Aber beim Vergleich mit den "alten" Lösungsmitteln, die in p.a. Reinheit sind (oder waren?) ist der Rückstand augenscheinlich gleich.  Das feste Denatoniumbenzoat als Erklärung hätte hier von seinen Eigenschaften schon gut gepasst.

@Werner
Die Harddisk ist definitiv sauber, die habe ich schon bestimmt über die Jahre < 100x in polaren und unpolaren Lösungsmitten "gebadet". Mit der teste ich übrigens auch, ob bei meinen nachgekauften Tupfern oder fluselfreien Optiktüchern irgend etwas mit den Reinigungs-Lösemitten herausgelößt wird, die Spiegeloberfläche zeigt alles an Rückständen gnadenlos an.
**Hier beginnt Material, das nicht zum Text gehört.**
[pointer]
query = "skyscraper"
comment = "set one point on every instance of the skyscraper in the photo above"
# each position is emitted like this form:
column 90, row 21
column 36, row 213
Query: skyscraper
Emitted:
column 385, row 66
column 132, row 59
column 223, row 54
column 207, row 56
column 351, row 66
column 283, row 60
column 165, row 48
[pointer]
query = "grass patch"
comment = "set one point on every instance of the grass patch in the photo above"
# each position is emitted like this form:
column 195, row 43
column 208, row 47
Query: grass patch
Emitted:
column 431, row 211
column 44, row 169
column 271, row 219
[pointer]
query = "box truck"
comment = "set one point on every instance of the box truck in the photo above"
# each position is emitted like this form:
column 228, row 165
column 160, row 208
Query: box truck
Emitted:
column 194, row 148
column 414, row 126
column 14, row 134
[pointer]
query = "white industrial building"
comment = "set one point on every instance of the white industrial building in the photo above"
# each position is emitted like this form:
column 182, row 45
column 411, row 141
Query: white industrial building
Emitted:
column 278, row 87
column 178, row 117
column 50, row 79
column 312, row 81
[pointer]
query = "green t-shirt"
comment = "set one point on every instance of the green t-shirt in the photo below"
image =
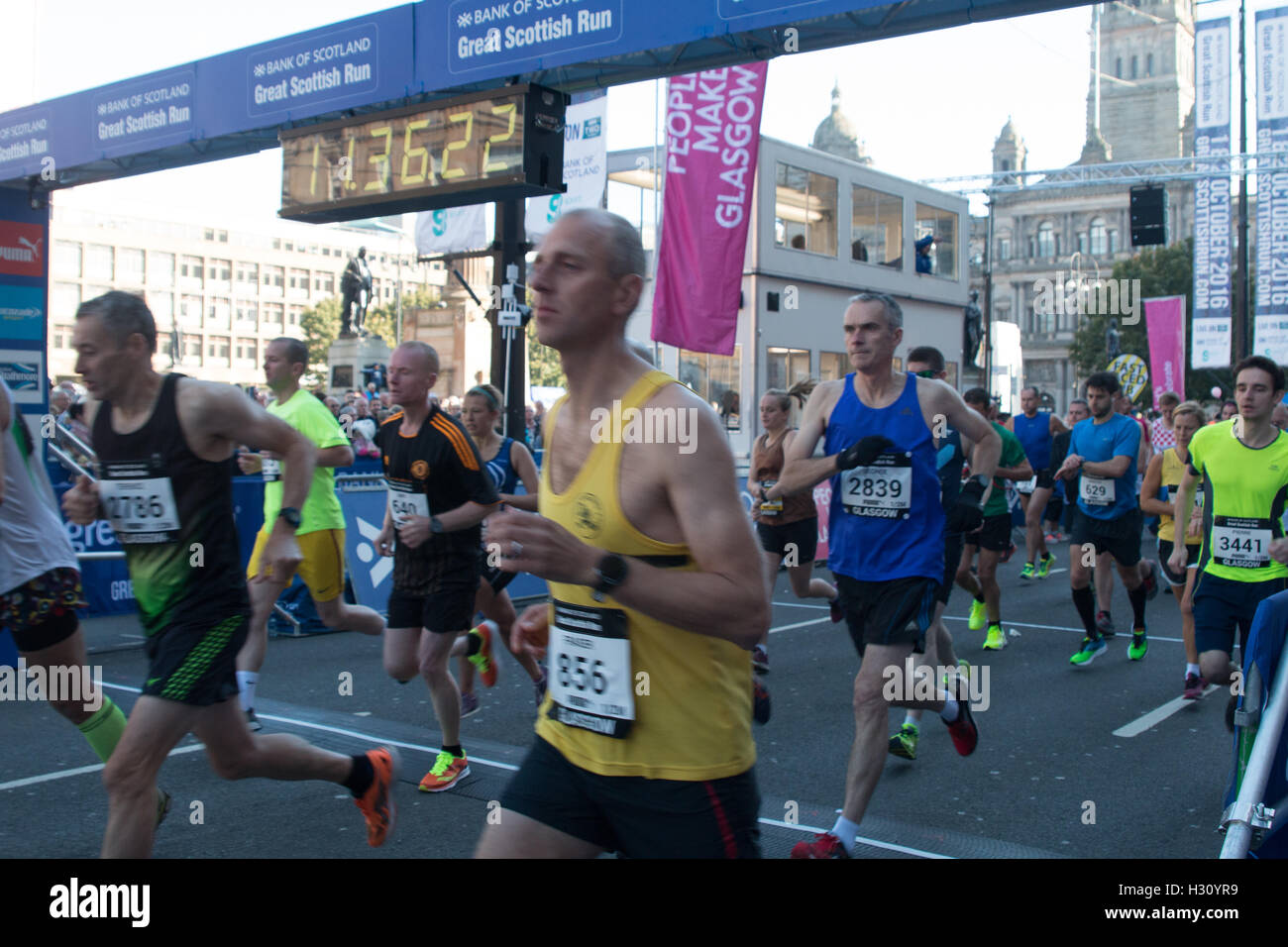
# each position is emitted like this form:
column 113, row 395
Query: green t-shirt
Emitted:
column 1243, row 502
column 314, row 420
column 1013, row 455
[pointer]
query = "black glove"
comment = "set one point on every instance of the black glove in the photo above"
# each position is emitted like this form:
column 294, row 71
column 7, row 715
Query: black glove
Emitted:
column 863, row 453
column 967, row 514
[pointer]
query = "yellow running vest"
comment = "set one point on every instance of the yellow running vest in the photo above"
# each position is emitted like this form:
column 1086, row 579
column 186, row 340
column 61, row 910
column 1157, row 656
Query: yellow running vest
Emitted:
column 691, row 692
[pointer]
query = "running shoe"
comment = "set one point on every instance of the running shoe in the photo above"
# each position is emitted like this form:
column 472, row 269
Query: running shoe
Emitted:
column 485, row 630
column 905, row 742
column 1194, row 686
column 824, row 845
column 1151, row 582
column 1104, row 625
column 446, row 774
column 377, row 802
column 964, row 731
column 1138, row 644
column 1089, row 652
column 760, row 707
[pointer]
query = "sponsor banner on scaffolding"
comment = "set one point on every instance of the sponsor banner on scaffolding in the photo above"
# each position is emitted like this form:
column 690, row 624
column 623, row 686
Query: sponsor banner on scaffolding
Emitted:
column 712, row 140
column 1270, row 337
column 1212, row 249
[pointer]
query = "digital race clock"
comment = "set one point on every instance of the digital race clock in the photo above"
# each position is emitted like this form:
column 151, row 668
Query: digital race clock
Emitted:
column 505, row 144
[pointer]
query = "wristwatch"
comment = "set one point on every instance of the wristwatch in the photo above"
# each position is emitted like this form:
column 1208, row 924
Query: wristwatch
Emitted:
column 612, row 573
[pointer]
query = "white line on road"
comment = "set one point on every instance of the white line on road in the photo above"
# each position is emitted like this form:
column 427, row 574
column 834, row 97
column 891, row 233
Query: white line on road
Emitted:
column 81, row 771
column 1155, row 716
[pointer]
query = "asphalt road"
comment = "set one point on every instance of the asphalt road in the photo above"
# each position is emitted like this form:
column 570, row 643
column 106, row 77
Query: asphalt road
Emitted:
column 1060, row 770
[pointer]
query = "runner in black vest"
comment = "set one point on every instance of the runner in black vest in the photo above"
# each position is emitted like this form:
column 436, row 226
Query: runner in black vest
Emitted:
column 163, row 447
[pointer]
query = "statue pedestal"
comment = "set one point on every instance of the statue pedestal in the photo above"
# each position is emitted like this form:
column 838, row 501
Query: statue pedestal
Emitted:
column 348, row 356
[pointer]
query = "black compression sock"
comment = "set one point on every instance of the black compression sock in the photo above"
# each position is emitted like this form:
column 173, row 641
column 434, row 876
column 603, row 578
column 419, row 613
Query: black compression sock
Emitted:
column 1137, row 605
column 361, row 776
column 1085, row 600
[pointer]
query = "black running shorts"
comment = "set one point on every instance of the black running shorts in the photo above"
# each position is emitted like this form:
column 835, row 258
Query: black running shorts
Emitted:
column 897, row 611
column 1120, row 538
column 638, row 817
column 196, row 663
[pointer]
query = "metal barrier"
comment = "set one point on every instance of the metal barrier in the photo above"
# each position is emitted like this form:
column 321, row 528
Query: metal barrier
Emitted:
column 1248, row 817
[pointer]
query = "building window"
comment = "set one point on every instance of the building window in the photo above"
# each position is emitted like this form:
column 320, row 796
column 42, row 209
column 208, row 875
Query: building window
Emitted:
column 1099, row 237
column 67, row 258
column 161, row 269
column 940, row 256
column 717, row 380
column 64, row 300
column 1046, row 239
column 99, row 262
column 805, row 210
column 832, row 367
column 876, row 227
column 785, row 368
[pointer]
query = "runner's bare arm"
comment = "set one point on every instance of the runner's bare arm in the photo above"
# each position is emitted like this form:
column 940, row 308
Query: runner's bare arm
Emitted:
column 802, row 471
column 1149, row 501
column 520, row 458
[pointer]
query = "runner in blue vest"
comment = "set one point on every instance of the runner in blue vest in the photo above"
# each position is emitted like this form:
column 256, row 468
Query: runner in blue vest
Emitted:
column 1035, row 429
column 887, row 532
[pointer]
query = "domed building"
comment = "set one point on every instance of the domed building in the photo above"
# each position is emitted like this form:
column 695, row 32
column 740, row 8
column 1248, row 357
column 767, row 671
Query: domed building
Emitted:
column 836, row 136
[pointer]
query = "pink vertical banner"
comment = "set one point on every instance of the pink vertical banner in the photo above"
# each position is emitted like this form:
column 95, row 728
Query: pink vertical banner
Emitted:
column 712, row 124
column 1164, row 325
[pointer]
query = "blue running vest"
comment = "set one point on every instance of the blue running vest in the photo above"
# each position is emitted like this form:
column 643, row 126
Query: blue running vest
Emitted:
column 1034, row 434
column 885, row 521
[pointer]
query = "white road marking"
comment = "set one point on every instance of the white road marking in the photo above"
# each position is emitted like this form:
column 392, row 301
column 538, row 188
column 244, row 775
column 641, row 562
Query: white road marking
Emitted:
column 874, row 843
column 1155, row 716
column 81, row 771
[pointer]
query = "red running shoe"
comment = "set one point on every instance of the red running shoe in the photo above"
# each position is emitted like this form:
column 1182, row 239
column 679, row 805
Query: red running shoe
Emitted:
column 824, row 845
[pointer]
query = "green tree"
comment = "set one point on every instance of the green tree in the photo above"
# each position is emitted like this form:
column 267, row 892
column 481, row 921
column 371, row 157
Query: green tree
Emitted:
column 321, row 325
column 544, row 365
column 1162, row 272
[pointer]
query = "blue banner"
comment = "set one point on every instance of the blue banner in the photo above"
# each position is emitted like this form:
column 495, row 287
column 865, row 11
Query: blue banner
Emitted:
column 1271, row 312
column 380, row 58
column 1212, row 249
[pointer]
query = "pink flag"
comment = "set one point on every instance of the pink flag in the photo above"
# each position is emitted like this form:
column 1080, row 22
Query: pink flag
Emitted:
column 712, row 123
column 1164, row 324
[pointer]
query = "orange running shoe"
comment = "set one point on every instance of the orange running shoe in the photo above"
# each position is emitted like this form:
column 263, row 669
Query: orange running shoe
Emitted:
column 377, row 802
column 446, row 774
column 483, row 661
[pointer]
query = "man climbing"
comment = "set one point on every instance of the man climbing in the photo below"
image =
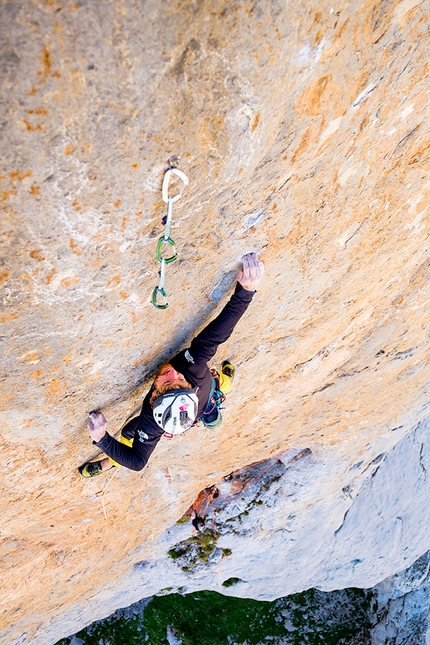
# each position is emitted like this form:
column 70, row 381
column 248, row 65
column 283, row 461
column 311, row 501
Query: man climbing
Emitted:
column 184, row 390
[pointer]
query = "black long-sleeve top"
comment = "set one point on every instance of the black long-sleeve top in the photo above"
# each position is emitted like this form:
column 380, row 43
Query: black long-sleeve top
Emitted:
column 192, row 363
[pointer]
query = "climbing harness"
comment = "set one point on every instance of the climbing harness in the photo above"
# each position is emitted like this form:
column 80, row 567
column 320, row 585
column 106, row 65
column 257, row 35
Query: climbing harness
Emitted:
column 166, row 239
column 211, row 417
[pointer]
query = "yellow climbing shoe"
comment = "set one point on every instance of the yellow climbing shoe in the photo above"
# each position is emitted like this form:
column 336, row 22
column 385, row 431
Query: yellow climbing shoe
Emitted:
column 91, row 469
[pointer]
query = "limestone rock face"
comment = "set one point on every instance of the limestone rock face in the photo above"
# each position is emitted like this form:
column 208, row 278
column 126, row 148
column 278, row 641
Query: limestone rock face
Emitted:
column 303, row 129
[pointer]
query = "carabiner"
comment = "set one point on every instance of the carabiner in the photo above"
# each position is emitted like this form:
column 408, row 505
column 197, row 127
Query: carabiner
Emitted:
column 160, row 243
column 166, row 180
column 155, row 293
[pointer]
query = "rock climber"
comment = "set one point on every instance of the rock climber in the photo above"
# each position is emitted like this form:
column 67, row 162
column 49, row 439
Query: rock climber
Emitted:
column 184, row 390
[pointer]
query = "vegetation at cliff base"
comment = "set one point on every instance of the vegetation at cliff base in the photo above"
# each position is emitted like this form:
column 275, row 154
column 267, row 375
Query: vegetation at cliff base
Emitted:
column 208, row 618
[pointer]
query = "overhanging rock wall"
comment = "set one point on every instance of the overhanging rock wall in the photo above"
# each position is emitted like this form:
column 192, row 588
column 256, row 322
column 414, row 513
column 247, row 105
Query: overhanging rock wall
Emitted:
column 303, row 128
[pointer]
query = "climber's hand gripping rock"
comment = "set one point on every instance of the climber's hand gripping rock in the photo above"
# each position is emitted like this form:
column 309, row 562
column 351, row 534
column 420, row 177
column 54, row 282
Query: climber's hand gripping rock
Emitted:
column 251, row 272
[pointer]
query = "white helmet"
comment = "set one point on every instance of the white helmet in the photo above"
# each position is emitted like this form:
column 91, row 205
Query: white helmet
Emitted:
column 176, row 410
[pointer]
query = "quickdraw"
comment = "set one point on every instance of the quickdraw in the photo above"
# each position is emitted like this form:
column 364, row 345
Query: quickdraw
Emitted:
column 166, row 239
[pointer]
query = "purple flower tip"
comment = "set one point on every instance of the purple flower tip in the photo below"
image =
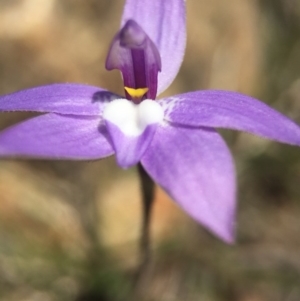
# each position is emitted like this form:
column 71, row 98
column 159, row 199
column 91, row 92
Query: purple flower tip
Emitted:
column 136, row 56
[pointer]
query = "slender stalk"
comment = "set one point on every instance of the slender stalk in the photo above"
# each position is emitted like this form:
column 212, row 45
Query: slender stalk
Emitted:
column 147, row 189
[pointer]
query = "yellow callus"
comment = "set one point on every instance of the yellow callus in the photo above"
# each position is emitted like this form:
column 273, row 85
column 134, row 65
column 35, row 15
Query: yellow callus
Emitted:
column 136, row 93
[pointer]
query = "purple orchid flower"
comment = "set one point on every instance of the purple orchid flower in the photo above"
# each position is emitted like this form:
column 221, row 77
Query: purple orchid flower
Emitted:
column 174, row 138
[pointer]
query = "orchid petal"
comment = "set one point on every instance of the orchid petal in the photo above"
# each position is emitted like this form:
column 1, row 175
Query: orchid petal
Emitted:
column 225, row 109
column 129, row 149
column 195, row 168
column 53, row 136
column 69, row 99
column 165, row 24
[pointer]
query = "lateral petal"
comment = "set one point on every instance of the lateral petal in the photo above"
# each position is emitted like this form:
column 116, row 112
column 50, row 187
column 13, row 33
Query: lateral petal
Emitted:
column 225, row 109
column 195, row 168
column 53, row 136
column 70, row 99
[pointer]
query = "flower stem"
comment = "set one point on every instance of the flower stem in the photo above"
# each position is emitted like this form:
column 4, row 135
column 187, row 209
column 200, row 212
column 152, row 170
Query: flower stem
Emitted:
column 147, row 188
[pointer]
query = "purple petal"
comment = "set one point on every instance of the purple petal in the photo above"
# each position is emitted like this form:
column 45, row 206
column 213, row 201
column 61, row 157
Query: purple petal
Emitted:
column 58, row 98
column 195, row 168
column 55, row 136
column 129, row 149
column 164, row 22
column 231, row 110
column 136, row 56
Durch die hohe Hydrophobizität der Scheibenoberfläche verkleinert sich der aufgetropfte, verdunstende Lösemitteltropfen und erhöht so die Konzentration aller gelößten, festen Verunreinigungen auf eine kleine Fläche.
Auf einer transparenten Glasplatte sehe diese Rückstände fast nicht.

LG
Bernd

jako_66

Hallo zusammen,

selbst kaufe ich nur technische Alkohole und destilliere einfach, wenn es darauf ankommt. Wasserspuren "fische" mit geglühtem Molsieb 3Å raus. Seitdem habe ich keine Probleme mehr mit der Eindeckung in Canadabalsam oder Eukitt.

Viele Grüße

Sven

MiR

Hallo,

unabhängig davon, das Bernd aus Versehen unvergällten Alkohol bestellt hat, muß ich meine Argumentationskette hinsichtlich des Feststoffes trotzdem (etwas) revidieren.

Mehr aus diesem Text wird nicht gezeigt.